Right Way of Relating
For over twenty years many Catholics have expressed puzzlement over two situations in the Catholic Church: Why pro-life Catholics are unable to get most priests and bishops involved in combating abortion and why, year in and year out, bishops remain so zealously and publicly focused on eliminating capital punishment.
Aside from a few bold leaders, the hierarchical response to thirty-four years of legal abortion is a weary, repetitive annual statement from the NCCB and a dramatic appearance at the Shrine of the Immaculate Conception’s Mass on the eve of Roe vs. Wade’s anniversary. Anyone who has ever attended the Mass that precedes the March for Life, witnesses first hand the spirit and power of the people “terrible as an army set in battle array,” waging spiritual warfare on behalf of the sanctity of life. But when the valiant warriors return home they find the same old apathy among the majority of their priests and bishops. Sadly, Cardinal Law’s once inspiring voice ringing out, “Tomorrow, we march,” is now a tarnished reality.
When staunchly pro-abortion Catholic John Kerry became a presidential candidate, the long awaited teaching moment arrived. The world’s eyes watched while Kerry simultaneously trashed Church teaching and received Holy Communion. It could have been the bishops’ finest hour. They dissembled; millions were misled.
At this year’s United States Council of Catholic Bishops’ (USCCB) November conference in Washington, D.C., Cardinal McCarrick said he would meet with Catholic politicians who reject Church teaching to seek their opinions on the abortion issue. Another Catholic bishop is telling us that publicly pro-abortion Catholic Congressmen “don’t understand their faith.” Just what exactly about killing a child in the womb do these well-educated, adult Senators not understand, Your Excellency?
On the flip side of the coin one finds the U. S. Bishops in a near frenzy to find ways to eliminate capital punishment. Nearly one-third of their time in Washington was spent on this all-consuming issue. Following their deliberations they issued an eleven page statement calling for a campaign to eliminate the death penalty (once and for all) in the United States.

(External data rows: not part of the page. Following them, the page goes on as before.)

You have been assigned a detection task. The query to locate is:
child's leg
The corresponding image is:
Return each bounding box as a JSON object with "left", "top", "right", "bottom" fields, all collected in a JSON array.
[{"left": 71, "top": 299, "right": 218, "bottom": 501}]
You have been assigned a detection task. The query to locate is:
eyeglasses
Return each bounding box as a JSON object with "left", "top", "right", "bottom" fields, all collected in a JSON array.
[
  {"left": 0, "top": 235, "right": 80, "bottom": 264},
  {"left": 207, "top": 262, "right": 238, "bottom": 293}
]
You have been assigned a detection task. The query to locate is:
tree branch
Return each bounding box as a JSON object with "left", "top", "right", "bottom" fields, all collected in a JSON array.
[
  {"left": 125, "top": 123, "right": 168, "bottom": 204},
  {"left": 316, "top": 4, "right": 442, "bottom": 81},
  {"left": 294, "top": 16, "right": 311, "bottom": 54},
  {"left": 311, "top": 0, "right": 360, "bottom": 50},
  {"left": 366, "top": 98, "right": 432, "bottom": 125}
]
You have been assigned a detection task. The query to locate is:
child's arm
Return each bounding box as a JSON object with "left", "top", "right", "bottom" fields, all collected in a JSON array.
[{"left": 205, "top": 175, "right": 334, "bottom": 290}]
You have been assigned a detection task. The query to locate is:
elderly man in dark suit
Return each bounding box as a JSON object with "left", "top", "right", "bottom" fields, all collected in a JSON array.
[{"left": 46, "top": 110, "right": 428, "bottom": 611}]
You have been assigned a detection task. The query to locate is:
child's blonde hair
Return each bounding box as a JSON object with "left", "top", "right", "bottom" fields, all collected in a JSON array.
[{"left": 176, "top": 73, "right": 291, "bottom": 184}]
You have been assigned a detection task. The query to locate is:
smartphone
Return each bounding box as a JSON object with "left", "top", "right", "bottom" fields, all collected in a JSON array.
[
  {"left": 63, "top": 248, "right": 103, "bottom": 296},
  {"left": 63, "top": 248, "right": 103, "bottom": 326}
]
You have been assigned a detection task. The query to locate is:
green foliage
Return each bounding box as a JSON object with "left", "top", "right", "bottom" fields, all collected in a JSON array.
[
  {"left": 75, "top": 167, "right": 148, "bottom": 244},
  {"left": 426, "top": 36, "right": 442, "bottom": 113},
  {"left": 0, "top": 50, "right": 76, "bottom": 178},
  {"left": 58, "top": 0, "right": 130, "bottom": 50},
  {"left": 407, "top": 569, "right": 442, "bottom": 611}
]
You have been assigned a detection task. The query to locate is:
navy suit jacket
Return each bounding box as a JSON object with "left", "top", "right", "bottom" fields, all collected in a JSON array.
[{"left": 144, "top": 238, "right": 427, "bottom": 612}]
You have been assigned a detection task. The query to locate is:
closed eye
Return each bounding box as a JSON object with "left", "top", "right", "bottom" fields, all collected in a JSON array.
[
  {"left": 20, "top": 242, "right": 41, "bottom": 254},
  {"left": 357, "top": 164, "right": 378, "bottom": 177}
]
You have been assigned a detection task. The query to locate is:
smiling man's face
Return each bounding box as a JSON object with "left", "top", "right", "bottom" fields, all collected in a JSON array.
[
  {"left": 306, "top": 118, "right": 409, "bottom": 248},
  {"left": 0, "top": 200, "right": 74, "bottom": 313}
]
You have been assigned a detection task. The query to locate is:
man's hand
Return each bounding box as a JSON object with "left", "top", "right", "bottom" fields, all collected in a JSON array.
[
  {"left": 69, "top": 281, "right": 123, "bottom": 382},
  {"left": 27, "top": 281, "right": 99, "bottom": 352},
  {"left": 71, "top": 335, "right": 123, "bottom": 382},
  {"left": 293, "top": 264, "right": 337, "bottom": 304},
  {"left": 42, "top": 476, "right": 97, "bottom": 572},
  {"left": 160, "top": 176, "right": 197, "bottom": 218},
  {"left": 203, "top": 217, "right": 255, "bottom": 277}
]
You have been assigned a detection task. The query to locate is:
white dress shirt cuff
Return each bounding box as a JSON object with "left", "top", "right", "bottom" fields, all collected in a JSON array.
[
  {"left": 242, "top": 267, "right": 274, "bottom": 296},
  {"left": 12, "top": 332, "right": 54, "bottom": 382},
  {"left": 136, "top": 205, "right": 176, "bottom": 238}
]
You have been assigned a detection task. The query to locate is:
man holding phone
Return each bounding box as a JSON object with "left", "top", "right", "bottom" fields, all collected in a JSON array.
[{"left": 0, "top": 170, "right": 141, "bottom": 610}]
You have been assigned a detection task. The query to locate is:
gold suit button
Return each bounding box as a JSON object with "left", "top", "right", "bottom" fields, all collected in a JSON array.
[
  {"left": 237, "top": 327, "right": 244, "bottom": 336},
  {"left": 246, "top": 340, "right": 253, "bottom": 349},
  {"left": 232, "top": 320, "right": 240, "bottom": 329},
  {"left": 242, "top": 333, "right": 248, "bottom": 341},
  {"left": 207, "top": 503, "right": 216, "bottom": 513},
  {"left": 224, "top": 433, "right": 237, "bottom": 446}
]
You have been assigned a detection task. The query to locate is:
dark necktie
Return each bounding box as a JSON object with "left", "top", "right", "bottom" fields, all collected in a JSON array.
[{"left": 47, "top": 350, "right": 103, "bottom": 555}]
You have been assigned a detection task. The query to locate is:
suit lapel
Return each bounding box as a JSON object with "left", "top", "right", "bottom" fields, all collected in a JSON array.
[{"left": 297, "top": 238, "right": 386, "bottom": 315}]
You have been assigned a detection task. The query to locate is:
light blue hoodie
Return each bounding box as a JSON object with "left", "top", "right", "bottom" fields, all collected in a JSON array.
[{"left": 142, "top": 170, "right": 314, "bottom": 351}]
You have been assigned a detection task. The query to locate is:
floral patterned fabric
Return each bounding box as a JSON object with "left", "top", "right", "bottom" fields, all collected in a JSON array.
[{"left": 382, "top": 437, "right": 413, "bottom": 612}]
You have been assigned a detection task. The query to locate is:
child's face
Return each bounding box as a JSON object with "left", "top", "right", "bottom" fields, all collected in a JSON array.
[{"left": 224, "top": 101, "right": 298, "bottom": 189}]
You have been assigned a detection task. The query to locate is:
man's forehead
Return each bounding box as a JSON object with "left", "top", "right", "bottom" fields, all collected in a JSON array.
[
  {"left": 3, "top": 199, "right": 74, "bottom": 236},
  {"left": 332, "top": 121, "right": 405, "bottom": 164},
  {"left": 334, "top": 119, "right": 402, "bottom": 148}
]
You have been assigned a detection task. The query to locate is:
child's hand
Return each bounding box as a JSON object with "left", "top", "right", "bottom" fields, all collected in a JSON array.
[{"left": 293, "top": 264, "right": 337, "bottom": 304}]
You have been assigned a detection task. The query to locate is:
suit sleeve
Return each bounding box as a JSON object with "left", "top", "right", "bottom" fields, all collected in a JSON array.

In a November 18th article, News from the U. S. Bishops – Whoever they are, Dr. Jeffrey Mirus, founder and president of CatholicCulture.org, calls the bishops’ position and the launching of their campaign “a usurpation of a role proper to the laity.” Agreeing or disagreeing on capital punishment is a prudential judgment, not a tenet of the Church. Regarding issues, Mirus writes, “Yet the bishops clearly have no clue how to handle any of them, apparently because they don’t understand their own identity. Who are the bishops, anyway?”
Most right-thinking Catholics simply can’t understand the bishops’ fixation with the lives of perhaps two hundred persons on death row (worthy of consideration as they are), and the near total unconcern for the four thousand lives of the unborn snuffed out in the womb each day. There is something intrinsically wrong here and it is not just the numbers.
Back in 2002 when the sexual abuse crisis erupted, even Catholics who were knowledgeable regarding the troubles in the Church were blindsided. Subsequent reports informed Catholics of the influx of homosexuals into seminaries to replace the huge number of priests who left the priesthood to marry. Some of these homosexual men became bishops. In the last several years, no fewer than six bishops resigned their posts when their homosexual activity became public knowledge. Today, it would be hopelessly naïve and irresponsible not to recognize that some U.S. bishops are homosexual/gay persons; that the priesthood contains many men who share a similar inclination. Laying aside these men’s celibate conduct (whether observed or ignored), Dr. Mirus may have hit on just the right word; identity. He suggests the bishops perhaps see themselves as laymen.
Is there is a different understanding of identity for the gay priest or gay bishop? As human beings we resonate psychologically with what we know, feel, and understand, that to which we relate. Are homosexual/gay priests unable to connect emotionally with the reproductive act that produces a child who may become an abortion statistic? By the same token would a gay man more readily relate to a convicted criminal since they too suffered isolation, ostracism, denigration and guilt in their lifetimes?
In other words is there a connection between the bishops and priests’ apathy for the pro-life cause and their passion to end capital punishment tied up in their perceived identity?
Far-fetched? Maybe not. A sentence in the Vatican document barring gays from the seminary reads: “The above persons find themselves, in fact, in a situation that gravely obstructs a right way of relating with men and women.” Could the absence of a “right way of relating” be the reason bishops give pro-life concerns lip service, work eagerly for prisoners and adopt sexually explicit child protection programs administered by staffers with pro-abortion connections such as Teresa Kettlecamp, Head of the Office of Child and Youth at the USCCB? Answers to the puzzle may be emerging after all.